郑凡埋头嗦皮:“当然是厨房自动化仪器里。”
铲子放下筷子:“什么是厨房自动化仪器?”
郑凡挥舞筷子,又戳走一块颤悠悠的肉:“就是你在厨房里用的铁疙瘩们……好吧,我也不知道你们管它们叫什么,反正,我叫它‘厨房自动化仪器’。”
铲子困惑地挠挠头,用求助的目光看向于颂秋。
于颂秋正忙着喝汤,错过了他的“场外求助电话”。
于是,铲子只好带着满头问号,端起肘子汤小口小口抿。
厨房里哪有什么“能输入数据”的大铁疙瘩。
荣光避难所的厨房里统共就一个灶台,几只大铁锅和一只超大的水池子。
难道是……其实这些家具都是可以输入数据的?
只是他还是个菜鸟,所以并不会用?
算了,看老大还和他有要事商议……不如等他闲下来之后,自己再去请教吧?
瞧他那么熟练的样子,搞不好就是哪个避难所里的大厨。
自己通向大厨的职业生涯,又能上一个台阶啦!
铲子美滋滋地喝了口汤,欢快地啃起骨头来。
饭过半晌,大家的肚子有了货,全身都舒坦起来。
于颂秋感觉困乏感稍稍有些消退,便再次提起先前的问题:“郑凡,你呢?你怎么搞成这样的?”

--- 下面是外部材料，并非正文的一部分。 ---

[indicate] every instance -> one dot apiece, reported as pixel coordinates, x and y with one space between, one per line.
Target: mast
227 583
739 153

郑凡放下手中的碗,边给自己盛猪肘子汤,边回答道:“别提了……我作为外来人,肯定是要帮祖母绿撤退断后的。”
“结果,打着打着……她人就没了?我左右一看,感觉大势已去,急忙拽着剩下的两位难兄难弟冲了出去。”
郑凡撇撇嘴,似乎对祖母绿临阵脱逃的举动很是不满。
随后,他的脸上又浮现出担忧的神色来:“祖母绿不是这种人。如果不是因为她很负责,我才不会选择翡翠湾,而放弃了霞光避难所的邀请呢!”
撬棍闻言一愣,他端着碗抬起头来,眼睛越瞪越大。
于颂秋看看撬棍,又看看郑凡,感觉又有八卦可以听了。
果然,撬棍放下碗,一拍桌子:“好哇!那个放我们鸽子的混蛋就是你啊!”
郑凡慢条斯理,回答道:“这怎么能算放鸽子呢?我只是收到了邀请,又没答应一定要来。”

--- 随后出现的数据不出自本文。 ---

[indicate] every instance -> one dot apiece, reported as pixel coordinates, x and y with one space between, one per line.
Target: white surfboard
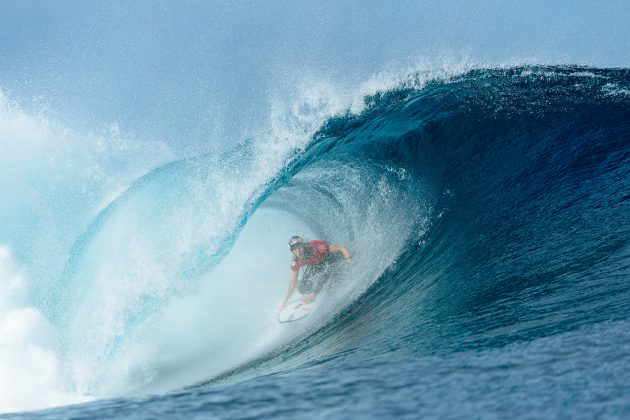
294 311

撬棍气得挽起袖子管,然后被铲子和飞镖一左一右,拉着手臂坐回原处。
“队长队长……别生气,自己人,自己人哈!”飞镖匆匆安慰道。
也是,自己人!
现在大家都是荣光避难所的居民,倒也没有什么霞光避难所和翡翠湾之争了。
撬棍气呼呼地一口干空碗中的肉汤,硬生生把它喝出了烈酒的气势来。
他冷静半晌,咬着牙问道:“那通行证呢?你把它丢哪去了?”
别真的随手塞给什么路人甲了吧?
郑凡耸耸肩:“应该在于颂秋那里吧?”
于颂秋点点头:“还在我手上,放心。”
撬棍这才呼出一口气,安稳地坐回位子上。
见撬棍和郑凡的冲突已然告一段落,于颂秋继续等待郑凡的情报。
郑凡咂咂嘴,说:“我怀疑是她的污染彻底爆发了,但是很奇怪……就……怎么说呢?”
他使劲儿挠挠头发,突然发现自己的脏辫已经没了,触手质感非常可疑,忍不住“噫”了一声。
安娜把一只发圈丢到桌子上:“给,你该洗头了,别‘噫’了。”
郑凡的脸皮厚比城墙,他无所谓地拍掉手中的灰,把头发扎成一个小丸子。
“就是……我不知道你们有没有见过被污染的人,尤其是有没有见过被自身的义体污染的人。”
他的指节轻叩桌面:“祖母绿的义体很强,当时冲击翡翠湾的不止变异体潮,还有许多各种各样的机器人。”
“假如她真的因为污染失控了……我们应该立刻被机器人们撕得粉粉碎才对,哪还有机会倒在半路上,被你捡回来?”
他眼神困惑,不似有假。
安娜插话道:“也许是她对你们还有感情,所以拼尽最后的力气压制住机器人,不让它们攻击你们呢?”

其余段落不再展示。